Com igual facilidade, aos 87 anos de idade o mais renomado arquiteto vivo do Brasil circula cada vez mais pelas grandes mostras, seminários e celebrações internacionais de Arquitetura, junto com a esposa e designer de jóias Helene Afanasieff. Sem afetações de celebridade, transita nesses ambientes com a mesma naturalidade com que costuma fumar um cigarro – vício antigo – olhando o edifício Copan pela janela de seu escritório ou comer um churrasco no restaurante gaúcho da esquina. Nem poderia ser de outra forma para quem tem ideia de que “estamos em cima de um planetinha, girando perdidos no universo”.

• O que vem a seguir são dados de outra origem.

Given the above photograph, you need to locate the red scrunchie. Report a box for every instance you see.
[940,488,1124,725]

Prêmio Mies van der Rohe de Arquitetura Latino-americana em 2000, Prêmio Pritzker (“o Nobel da Arquitetura”) em 2006, em fins de maio de 2016 esse homem “ao mesmo tempo modesto e poderoso”, nas palavras do curador da Bienal de Arquitetura de Veneza, o arquiteto chileno Alejando Aravena, será o grande homenageado na cerimônia de abertura da mostra. Os principais nomes da Arquitetura mundial lotarão o gótico Palazzo Giustinian, às margens de um dos canais da cidade, para presenciar sua premiação com o Leão de Ouro da Bienal desse ano.

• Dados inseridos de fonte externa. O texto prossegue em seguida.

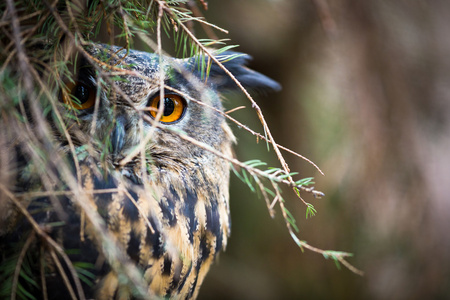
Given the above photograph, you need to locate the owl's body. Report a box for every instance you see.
[1,45,278,299]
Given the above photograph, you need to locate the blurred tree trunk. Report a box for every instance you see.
[205,0,450,299]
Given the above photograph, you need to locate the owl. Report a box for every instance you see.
[0,44,280,299]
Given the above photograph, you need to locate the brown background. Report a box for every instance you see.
[194,0,450,300]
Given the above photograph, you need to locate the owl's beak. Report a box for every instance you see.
[111,115,126,155]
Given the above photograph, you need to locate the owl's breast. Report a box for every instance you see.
[91,154,230,299]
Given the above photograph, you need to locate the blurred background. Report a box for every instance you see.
[195,0,450,300]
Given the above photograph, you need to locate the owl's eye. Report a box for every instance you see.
[149,94,186,123]
[62,82,96,110]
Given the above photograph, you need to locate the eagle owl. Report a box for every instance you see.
[0,45,279,299]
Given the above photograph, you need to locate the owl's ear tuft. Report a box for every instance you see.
[190,51,281,93]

“Para os arquitetos, esse talvez seja o prêmio mais encantador possível”, disse Paulo Mendes da Rocha ao jornal O Globo, com seu jeito doce de se expressar. “A figura do leão alado, que compõe o troféu, é emblemática e muito linda. Eu nunca esperei ganhá-lo. Foi uma grande surpresa, principalmente pela forma como foi anunciado, exaltando o conjunto da minha obra. Mas faço questão de falar que todo o trabalho é coletivo. Logo, é muito interessante para os arquitetos brasileiros, para nossas escolas daqui, saber que nosso trabalho está sendo visto e reconhecido pelos grandes nomes do meio”.

Primeiro brasileiro a ganhar o prêmio, Paulo Mendes da Rocha é um dos expoentes da chamada “escola paulista”, grupo de arquitetos modernistas liberado por Vilanova Artigas. São de sua autoria projetos como o Museu Brasileiro da Escultura (MuBE), a reforma da Pinacoteca do Estado, e em conjunto com o filho Pedro, o Museu da Língua Portuguesa, todos em São Paulo. Entre seus trabalhos mais recentes estão o novo Museu dos Coches, em Lisboa (Portugal), aberto ao público em 2015, e o Cais das Artes, em Vitória (Espírito Santo), sua cidade natal, ainda não concluído.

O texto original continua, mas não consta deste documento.